One night when Sha’Nelle and I was sittin’ on the back porch, passin’ a blunt back and forth while we shared a bottle of cheap liquor, I felt myself shatterin’ inside. The smoke curled around us while the streetlights flickered, and the liquor warmed my chest, but it didn’t warm my soul. I stared at the cracked concrete and said I hated myself. Sha’Nelle blew out smoke and looked at me with this tired kind of love that only girls like us know how to give.
“If you hate her,” she said, “then stop been’ her. Switch it up, bitch. Be somebody else. Fuck it. Change your whole identity. Ain’t nobody stoppin’ you.”
I sat there real quiet ‘cause the words slid into me like truth. Maybe I ain’t have to stay this version of myself. Maybe I could build a new me. Maybe I could take control of somethin’ for once.

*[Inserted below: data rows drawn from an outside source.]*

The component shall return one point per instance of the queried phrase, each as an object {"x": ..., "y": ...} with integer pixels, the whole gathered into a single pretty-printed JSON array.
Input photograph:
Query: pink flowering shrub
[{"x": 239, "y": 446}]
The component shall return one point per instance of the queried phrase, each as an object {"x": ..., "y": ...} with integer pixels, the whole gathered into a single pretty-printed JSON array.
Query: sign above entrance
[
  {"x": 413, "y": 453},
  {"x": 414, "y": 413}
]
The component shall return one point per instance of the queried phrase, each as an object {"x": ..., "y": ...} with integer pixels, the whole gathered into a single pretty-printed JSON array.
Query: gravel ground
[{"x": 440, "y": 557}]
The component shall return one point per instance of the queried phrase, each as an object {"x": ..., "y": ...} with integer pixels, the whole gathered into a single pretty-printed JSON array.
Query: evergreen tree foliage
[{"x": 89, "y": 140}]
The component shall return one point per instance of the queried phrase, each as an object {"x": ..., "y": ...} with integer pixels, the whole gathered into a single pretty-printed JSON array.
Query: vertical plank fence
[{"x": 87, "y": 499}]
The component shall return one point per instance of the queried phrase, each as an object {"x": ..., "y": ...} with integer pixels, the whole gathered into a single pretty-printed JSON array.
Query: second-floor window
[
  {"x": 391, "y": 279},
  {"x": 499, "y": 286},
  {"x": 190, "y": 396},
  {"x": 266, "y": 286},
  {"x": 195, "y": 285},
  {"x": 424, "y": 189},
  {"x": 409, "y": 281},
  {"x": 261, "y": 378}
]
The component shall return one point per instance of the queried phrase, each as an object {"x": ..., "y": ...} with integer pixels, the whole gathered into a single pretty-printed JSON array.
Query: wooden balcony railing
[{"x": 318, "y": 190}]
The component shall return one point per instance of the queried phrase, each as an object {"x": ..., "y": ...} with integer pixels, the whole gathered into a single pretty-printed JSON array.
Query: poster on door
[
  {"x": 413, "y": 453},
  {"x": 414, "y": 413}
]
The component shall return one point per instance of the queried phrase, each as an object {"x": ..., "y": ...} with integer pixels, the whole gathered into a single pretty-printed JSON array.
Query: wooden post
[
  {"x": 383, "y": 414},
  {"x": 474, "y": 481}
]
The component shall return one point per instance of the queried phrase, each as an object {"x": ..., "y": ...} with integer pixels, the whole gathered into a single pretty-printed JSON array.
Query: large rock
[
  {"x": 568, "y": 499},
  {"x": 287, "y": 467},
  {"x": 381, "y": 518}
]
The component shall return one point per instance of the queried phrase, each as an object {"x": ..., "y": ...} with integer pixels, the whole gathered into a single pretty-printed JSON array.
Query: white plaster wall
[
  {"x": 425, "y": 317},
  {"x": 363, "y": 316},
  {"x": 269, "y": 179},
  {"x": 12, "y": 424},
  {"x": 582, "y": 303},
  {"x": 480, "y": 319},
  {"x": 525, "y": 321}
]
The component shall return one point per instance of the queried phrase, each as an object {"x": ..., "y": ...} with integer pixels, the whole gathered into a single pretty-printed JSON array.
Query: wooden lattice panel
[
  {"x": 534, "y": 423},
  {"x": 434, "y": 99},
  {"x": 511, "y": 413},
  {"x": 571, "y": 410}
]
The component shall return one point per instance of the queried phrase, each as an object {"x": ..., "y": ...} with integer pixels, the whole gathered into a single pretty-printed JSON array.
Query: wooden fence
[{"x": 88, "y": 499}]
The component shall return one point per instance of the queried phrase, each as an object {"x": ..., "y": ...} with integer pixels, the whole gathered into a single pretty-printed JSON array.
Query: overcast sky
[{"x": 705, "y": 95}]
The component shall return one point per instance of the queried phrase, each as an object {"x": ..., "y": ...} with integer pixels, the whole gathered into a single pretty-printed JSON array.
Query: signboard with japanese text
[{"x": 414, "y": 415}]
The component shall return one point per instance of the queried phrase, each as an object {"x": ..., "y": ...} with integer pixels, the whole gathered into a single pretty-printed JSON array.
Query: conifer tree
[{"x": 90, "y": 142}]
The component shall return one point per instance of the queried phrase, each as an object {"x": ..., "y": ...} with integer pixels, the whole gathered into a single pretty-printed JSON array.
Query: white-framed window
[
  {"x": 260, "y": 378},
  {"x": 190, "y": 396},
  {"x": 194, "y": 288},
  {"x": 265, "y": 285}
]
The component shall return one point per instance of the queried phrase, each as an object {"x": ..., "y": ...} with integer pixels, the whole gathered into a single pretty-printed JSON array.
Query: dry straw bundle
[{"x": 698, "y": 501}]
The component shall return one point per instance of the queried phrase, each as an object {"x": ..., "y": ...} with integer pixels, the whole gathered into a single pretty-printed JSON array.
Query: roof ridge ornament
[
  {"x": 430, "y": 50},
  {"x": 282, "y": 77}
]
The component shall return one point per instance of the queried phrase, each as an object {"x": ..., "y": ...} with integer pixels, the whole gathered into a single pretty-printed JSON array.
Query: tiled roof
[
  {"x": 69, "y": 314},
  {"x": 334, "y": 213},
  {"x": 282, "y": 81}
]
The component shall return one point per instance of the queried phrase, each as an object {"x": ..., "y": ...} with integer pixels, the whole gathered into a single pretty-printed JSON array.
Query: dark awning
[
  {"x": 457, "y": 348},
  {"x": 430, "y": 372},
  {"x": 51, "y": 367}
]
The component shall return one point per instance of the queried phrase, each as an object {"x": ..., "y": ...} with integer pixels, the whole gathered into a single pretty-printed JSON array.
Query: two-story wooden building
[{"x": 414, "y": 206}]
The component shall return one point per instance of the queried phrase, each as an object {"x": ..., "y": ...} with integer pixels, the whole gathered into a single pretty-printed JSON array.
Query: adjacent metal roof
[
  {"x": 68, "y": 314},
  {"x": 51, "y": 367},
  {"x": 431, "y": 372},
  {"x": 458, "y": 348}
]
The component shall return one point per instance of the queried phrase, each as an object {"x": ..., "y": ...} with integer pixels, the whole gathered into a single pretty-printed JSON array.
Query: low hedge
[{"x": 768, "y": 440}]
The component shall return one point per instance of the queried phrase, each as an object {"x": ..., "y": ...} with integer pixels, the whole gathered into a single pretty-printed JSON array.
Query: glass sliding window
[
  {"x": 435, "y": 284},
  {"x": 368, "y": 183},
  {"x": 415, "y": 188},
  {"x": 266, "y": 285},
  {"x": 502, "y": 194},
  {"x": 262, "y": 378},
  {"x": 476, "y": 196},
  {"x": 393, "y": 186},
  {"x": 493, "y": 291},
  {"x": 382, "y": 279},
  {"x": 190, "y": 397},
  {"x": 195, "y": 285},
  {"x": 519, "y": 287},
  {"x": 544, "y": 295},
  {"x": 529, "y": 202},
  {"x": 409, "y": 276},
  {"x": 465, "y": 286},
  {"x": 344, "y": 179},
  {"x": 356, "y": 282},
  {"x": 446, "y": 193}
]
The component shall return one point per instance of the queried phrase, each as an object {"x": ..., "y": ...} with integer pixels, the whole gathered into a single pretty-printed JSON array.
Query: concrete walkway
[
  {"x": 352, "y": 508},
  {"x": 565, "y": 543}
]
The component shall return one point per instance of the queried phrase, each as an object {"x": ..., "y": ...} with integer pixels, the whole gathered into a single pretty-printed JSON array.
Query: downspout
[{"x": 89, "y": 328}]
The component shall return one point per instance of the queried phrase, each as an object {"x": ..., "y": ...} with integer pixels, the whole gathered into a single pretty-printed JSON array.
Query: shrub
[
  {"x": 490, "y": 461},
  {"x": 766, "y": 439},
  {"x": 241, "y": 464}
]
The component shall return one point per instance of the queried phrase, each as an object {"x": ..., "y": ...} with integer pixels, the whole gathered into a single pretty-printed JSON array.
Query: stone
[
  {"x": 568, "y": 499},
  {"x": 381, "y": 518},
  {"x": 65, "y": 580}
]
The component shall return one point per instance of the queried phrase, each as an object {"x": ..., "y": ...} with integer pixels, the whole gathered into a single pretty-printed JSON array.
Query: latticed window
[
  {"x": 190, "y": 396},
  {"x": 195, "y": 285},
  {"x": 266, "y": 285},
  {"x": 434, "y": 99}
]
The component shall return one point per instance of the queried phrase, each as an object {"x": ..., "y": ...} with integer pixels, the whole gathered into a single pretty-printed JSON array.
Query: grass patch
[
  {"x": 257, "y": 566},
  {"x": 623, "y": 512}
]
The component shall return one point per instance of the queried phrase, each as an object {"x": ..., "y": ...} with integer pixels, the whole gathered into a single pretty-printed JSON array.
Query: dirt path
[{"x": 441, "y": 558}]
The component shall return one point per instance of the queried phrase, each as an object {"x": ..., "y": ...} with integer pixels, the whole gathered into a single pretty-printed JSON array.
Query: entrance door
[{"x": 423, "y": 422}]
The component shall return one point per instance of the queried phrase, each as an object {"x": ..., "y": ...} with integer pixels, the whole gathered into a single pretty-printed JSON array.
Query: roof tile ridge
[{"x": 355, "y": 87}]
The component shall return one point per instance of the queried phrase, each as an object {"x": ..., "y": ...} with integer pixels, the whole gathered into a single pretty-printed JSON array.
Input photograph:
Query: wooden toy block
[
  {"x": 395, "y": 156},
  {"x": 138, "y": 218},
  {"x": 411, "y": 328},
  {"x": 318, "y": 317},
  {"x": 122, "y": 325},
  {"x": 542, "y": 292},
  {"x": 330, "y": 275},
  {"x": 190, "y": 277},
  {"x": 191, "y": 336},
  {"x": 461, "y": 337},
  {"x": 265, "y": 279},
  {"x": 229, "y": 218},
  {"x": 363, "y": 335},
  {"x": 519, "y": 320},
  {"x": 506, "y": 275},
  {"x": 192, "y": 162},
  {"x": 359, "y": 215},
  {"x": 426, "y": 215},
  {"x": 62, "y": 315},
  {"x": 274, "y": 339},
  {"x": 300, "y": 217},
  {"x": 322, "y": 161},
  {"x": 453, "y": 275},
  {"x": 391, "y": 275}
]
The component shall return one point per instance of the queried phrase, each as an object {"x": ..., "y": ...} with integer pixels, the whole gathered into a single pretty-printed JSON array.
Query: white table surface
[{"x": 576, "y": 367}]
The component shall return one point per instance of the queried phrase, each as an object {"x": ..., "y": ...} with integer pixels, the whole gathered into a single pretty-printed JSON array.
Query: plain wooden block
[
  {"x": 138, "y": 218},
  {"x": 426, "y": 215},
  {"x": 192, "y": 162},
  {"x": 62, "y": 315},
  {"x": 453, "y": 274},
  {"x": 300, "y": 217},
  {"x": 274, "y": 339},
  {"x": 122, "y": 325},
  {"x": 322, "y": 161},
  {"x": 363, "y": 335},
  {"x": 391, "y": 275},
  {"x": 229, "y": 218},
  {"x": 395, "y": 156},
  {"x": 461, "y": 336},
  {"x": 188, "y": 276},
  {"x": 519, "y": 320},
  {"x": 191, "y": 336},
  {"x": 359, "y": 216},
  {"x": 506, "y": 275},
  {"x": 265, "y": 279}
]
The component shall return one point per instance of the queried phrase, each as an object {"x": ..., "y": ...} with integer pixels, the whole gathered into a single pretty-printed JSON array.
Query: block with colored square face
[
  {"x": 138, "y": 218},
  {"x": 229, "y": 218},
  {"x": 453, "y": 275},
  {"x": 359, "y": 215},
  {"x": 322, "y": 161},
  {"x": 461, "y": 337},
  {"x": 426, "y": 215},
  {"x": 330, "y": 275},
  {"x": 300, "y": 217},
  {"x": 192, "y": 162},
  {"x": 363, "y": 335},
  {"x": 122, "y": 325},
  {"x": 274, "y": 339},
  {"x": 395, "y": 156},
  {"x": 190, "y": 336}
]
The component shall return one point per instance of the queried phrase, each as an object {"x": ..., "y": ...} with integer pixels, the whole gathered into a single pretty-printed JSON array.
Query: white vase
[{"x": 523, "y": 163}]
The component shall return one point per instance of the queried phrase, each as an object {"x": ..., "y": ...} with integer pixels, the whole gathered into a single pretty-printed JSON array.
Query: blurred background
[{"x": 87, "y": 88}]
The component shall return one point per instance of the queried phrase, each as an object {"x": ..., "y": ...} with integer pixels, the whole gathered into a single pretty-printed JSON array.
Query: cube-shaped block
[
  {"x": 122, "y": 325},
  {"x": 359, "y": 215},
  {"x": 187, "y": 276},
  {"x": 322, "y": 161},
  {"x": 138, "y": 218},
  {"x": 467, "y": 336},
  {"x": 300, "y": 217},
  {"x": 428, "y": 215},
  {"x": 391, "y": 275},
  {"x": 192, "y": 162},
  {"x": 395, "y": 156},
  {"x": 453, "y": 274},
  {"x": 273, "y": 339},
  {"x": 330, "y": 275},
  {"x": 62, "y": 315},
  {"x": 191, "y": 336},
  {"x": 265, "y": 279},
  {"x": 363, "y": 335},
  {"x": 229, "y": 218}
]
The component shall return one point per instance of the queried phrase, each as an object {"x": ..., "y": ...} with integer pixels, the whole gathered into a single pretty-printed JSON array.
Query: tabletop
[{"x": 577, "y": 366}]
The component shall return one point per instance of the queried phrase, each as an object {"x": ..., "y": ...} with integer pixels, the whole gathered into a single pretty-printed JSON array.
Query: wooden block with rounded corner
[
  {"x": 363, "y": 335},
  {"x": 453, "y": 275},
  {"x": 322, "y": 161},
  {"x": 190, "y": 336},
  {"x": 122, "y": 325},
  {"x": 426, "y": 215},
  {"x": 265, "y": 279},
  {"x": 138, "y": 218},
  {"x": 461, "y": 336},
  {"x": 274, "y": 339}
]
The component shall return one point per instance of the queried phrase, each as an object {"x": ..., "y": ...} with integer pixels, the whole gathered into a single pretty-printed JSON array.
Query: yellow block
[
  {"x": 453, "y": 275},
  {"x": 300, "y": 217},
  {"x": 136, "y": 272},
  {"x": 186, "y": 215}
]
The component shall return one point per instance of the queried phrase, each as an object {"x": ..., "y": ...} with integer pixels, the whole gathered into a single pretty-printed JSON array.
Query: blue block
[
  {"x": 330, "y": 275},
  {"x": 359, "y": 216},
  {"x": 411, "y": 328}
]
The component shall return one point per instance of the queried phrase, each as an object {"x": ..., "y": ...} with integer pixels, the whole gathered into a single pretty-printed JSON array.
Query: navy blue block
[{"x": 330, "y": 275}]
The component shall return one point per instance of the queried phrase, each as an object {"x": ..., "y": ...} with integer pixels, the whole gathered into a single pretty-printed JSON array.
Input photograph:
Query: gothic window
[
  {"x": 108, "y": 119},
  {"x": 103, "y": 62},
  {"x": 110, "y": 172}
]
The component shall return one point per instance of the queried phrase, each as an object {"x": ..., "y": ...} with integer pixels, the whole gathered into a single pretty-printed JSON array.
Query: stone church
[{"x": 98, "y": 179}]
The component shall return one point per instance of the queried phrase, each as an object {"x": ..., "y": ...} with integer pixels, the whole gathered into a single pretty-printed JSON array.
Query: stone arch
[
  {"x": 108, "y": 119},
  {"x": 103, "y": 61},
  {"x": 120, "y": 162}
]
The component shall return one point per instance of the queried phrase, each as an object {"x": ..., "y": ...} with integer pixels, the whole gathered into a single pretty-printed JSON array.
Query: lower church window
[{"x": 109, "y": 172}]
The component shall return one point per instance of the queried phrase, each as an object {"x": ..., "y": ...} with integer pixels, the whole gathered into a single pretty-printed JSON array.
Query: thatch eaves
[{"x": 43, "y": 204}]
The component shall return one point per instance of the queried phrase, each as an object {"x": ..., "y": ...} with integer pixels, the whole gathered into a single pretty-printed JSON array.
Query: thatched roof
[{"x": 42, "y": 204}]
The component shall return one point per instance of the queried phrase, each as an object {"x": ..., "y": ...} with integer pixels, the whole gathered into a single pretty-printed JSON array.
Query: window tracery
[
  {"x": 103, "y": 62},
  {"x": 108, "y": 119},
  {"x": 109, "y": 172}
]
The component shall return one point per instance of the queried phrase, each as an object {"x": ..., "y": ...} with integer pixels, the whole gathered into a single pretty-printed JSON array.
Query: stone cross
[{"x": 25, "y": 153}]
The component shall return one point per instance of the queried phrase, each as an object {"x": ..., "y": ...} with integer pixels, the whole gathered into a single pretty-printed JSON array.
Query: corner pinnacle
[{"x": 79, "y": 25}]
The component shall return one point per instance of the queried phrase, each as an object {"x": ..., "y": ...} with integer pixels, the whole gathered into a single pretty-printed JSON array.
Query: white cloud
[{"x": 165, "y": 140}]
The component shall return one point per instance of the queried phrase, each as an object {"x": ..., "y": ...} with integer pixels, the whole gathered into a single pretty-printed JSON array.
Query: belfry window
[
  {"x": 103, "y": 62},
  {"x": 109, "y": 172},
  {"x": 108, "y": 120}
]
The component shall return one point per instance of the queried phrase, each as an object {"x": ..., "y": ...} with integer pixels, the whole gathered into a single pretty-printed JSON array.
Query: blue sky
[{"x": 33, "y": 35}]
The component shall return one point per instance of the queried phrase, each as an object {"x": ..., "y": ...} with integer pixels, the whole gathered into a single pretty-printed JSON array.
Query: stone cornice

The next mornin’ we caught the bus to the hair store on Marbury Avenue. The store smelled like incense, cheap perfume, and plastic. The walls was covered in weaves, braiding hair, and synthetic wigs in bright colors that looked like they belonged to cartoon characters. The aisles was overcrowded with edge controls, hair grease, bonnets, gels, and jewelry that sparkled under the yellow lights.
When I walked past a row of wigs, a bright red one caught my eye. It was bold and loud and didn’t apologize for takin’ up space. The color was reckless, and it reminded me of fire, and for the first time in years I felt somethin’ spark inside me.Sha’Nelle nudged me toward it with her shoulder and grinned like she already knew this was the moment.